La formation géologique de l’aven Armand.

 

 

L’aven Armand, puits naturel du causse Méjean, à 970 mètres d’altitude, se situe sur un plateau calcaire jurassique de type lozérien. Il s’inscrit entre les gorges du Tarn et celles de la Jonte. La formation de l’aven et de ses stalagmites si particulières sont la ré­sultante de phénomènes naturels qui apparaissent, dans les milieux karstiques. Liés aux effets du temps, ils se concrétisent, dans un pre­mier stade géologique, par le creusement d’une cavité, dans un se­cond par son remplissage avec des concrétions et, dans un troisième, par l’obturation totale.

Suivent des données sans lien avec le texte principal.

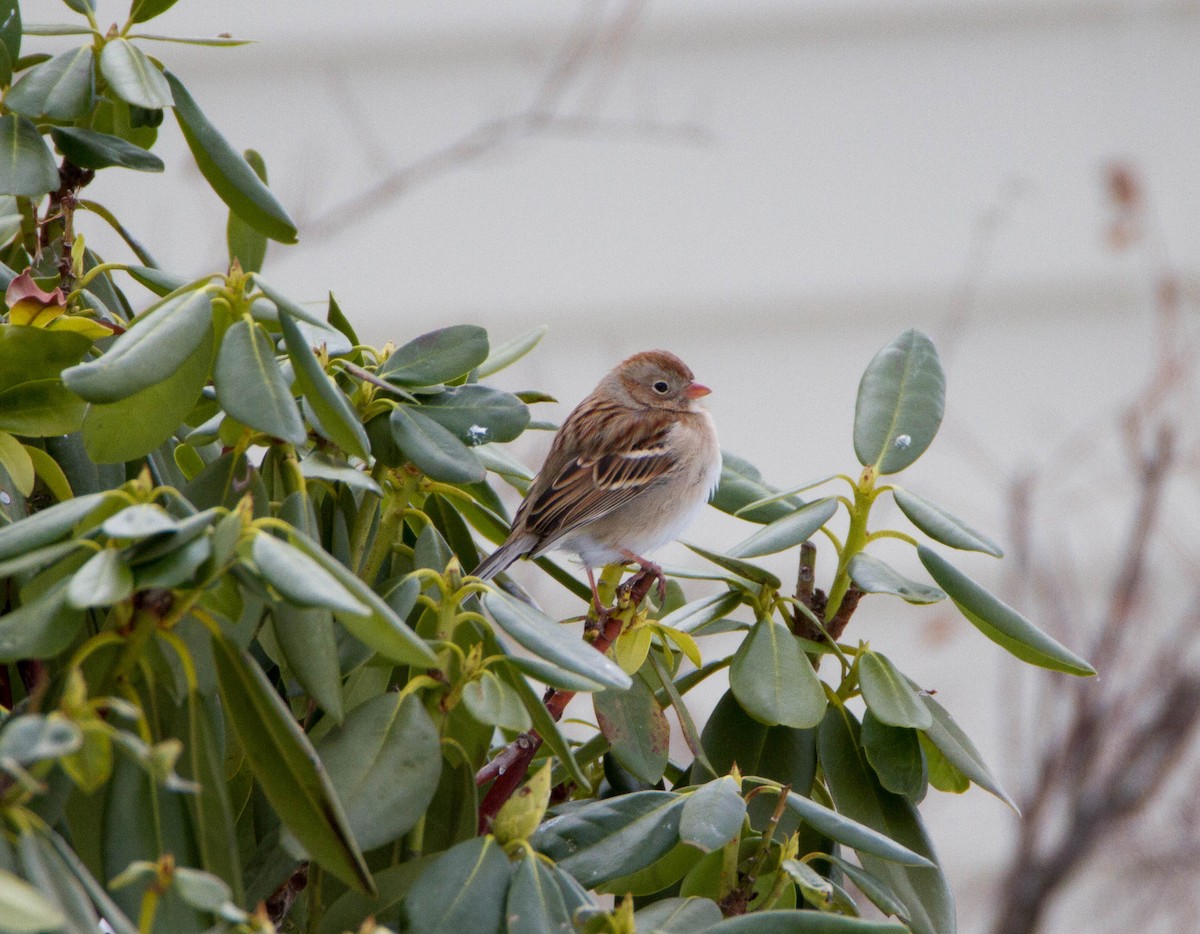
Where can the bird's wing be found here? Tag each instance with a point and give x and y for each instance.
(592, 485)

Dans ce karst, les eaux sont richesen carbonates dilués. Elles s’infiltrent, par les fissures, dans les roches calcaires. Quand l’eau, chargée de minéraux dissouts, pénètre dans une cavité et rentre en contact avec l’air, il se produit une réaction chimique. Le gaz carbo­nique s’échappe et décroche les molécules calcaires qui se dépo­sent à la voute, formant des stalactites. Sur les parois, elles donnent naissance à des draperies. Au sol, elles se matérialisent en gours et en stalagmites.

 

L’aven Armand, une des neuf merveilles souterraines du monde.

 

 

En fonction des apports d’eau, et suivant les variations sai­sonnières des précipitations extérieures, les gouttes sont plus ou moins lourdes et la hauteur importante de la salle, accélérant la chute, active d’autant le dégazage. En arrivant au sol, les gouttes explosent en d’innombrables gouttelettes et libèrent d’importantes charges minérales.

Ainsi, à l’aven Armand, l’histoire géologique propose une in­oubliable féerie de cristal. Et les parois de cette cathédrale souter­raine aux mille feux étincelants sont ornées de dentelles de pierres, de feuilles de calcite et de draperies translucides. Tout un décor spectaculaire s’est ainsi crée au fil des millénaires. « Le Palmier, le Dindon, les Méduses, le Chou fleur, la Mâchoire du Tigre… », et des acteurs immobiles s’offrent en spectacle permanent aux visiteurs émerveillés.

 

Raymond Matabosch

 

Notes

 

(1) Les causses et gorges du Tarn, Édouard Alfred Martel – 1926

(2) Six semaines d’exploration dans les Causses et les Cévennes, Revue du Club cévenol, Ernest Cord, Jacques Maheu et Armand Viré -1900.